When I move to a new city, I always put some thought into how I’ll make my morning coffee. Preference usually goes to a moka pot stovetops, which are light and relatively inexpensive. My preferred brand is, of course, Bialetti, although we had a beautifully designed Alessi that served us well for many years in Vancouver and California and which we had to leave behind when we moved. RIP little Alessi moka pot, you were loved and you helped us get through many early mornings.

In Cairo, I had a really hard time finding a decent moka pot. After some searching, we did find a cheap no-brand model in a supermarket, but I’ve had a bad experience with one like that in the past so I was looking for better quality. Everyone always says that everything in Egypt gets done on social media, so finally I decided to contact the Bialetti Egypt Facebook Page by private message. Within a few hours, they had answered my message and given me a call. As it turns out, there was a stock shortage as they were having some import trouble, but they offered to deliver me one of their MokaCrèm, the one model they did have in stock. The next day, as we were cleaning our new apartment, someone knocked on the door. I gave him money and he gave me a new moka pot. The rest is caffeine history.
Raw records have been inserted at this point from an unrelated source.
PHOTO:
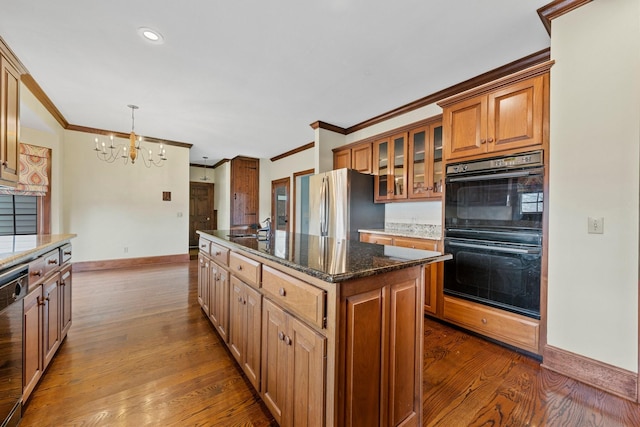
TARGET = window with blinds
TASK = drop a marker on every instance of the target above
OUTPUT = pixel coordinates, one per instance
(18, 214)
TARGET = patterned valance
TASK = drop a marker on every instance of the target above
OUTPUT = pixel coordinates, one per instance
(33, 179)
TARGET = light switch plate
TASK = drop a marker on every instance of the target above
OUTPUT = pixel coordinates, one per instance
(595, 225)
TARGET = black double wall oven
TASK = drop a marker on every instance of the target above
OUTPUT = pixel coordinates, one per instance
(493, 228)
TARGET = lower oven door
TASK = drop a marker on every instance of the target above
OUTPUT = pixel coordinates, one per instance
(502, 275)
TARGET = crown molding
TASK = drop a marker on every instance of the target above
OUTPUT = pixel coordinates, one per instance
(294, 151)
(558, 8)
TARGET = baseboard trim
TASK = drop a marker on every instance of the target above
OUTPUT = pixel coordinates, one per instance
(609, 378)
(128, 262)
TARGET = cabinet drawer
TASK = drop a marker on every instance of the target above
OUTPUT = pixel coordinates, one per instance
(65, 253)
(204, 245)
(408, 242)
(510, 328)
(220, 254)
(376, 238)
(245, 268)
(302, 298)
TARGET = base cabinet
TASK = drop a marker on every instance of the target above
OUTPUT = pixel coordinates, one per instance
(382, 373)
(245, 314)
(293, 374)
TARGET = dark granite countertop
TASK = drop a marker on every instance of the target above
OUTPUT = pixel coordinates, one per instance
(18, 249)
(328, 259)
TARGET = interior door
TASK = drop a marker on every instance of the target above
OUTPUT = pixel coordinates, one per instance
(201, 213)
(280, 204)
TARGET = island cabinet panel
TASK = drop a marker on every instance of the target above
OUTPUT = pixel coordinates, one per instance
(245, 307)
(219, 299)
(294, 365)
(382, 346)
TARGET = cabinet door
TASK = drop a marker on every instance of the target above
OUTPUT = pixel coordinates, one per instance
(203, 282)
(305, 374)
(465, 127)
(515, 115)
(51, 316)
(32, 358)
(65, 301)
(9, 121)
(237, 328)
(219, 301)
(361, 158)
(342, 159)
(363, 359)
(253, 334)
(274, 359)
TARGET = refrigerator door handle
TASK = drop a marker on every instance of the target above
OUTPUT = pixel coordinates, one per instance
(323, 207)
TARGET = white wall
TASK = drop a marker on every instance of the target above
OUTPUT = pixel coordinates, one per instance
(594, 171)
(114, 206)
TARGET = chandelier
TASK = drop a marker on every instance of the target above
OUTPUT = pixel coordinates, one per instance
(134, 150)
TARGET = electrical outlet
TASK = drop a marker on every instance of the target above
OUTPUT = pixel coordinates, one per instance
(595, 225)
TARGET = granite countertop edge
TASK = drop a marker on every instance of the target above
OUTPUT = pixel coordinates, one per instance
(43, 244)
(391, 232)
(328, 277)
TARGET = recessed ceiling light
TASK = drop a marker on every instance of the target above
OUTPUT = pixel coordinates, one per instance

The point of this post is not, in fact, to address the quality of my morning coffee, but actually to discuss the fact that you can have anything delivered in Cairo. Chaotic street life, incessant traffic, high levels of harassment, and low wages all create a perfect storm that leads Cairenes to rely on others to get them what they need, so they don’t have to leave the comfort of their homes.

If you find this as interesting as I do, check out this hilarious New York Times article from a few years back that discusses everything you can get delivered to your door in Cairo, including a haircut, your birth certificate, and even an X-Ray.

Other than my precious coffee machine, we actually haven’t expanded our ordering skills beyond food—but cheap deliveries have definitely made us progressively lazier as the weeks have passed. We order-in dinner more often than we’d like to admit, and reached new heights recently by having a meal delivered to our apartment from a restaurant located in our building. I could’ve gone in my slippers… but why bother when I can have someone bring it to me for less than a dollar? We also regularly have booze delivered to our door when we run out, and we often order in these little fava bean snacks we like because they can be hard to find in stores. That’s right, we get chips delivered to our flat. No shame.

To avoid feeling too guilty, we tell ourselves that’s just the way the economy here works.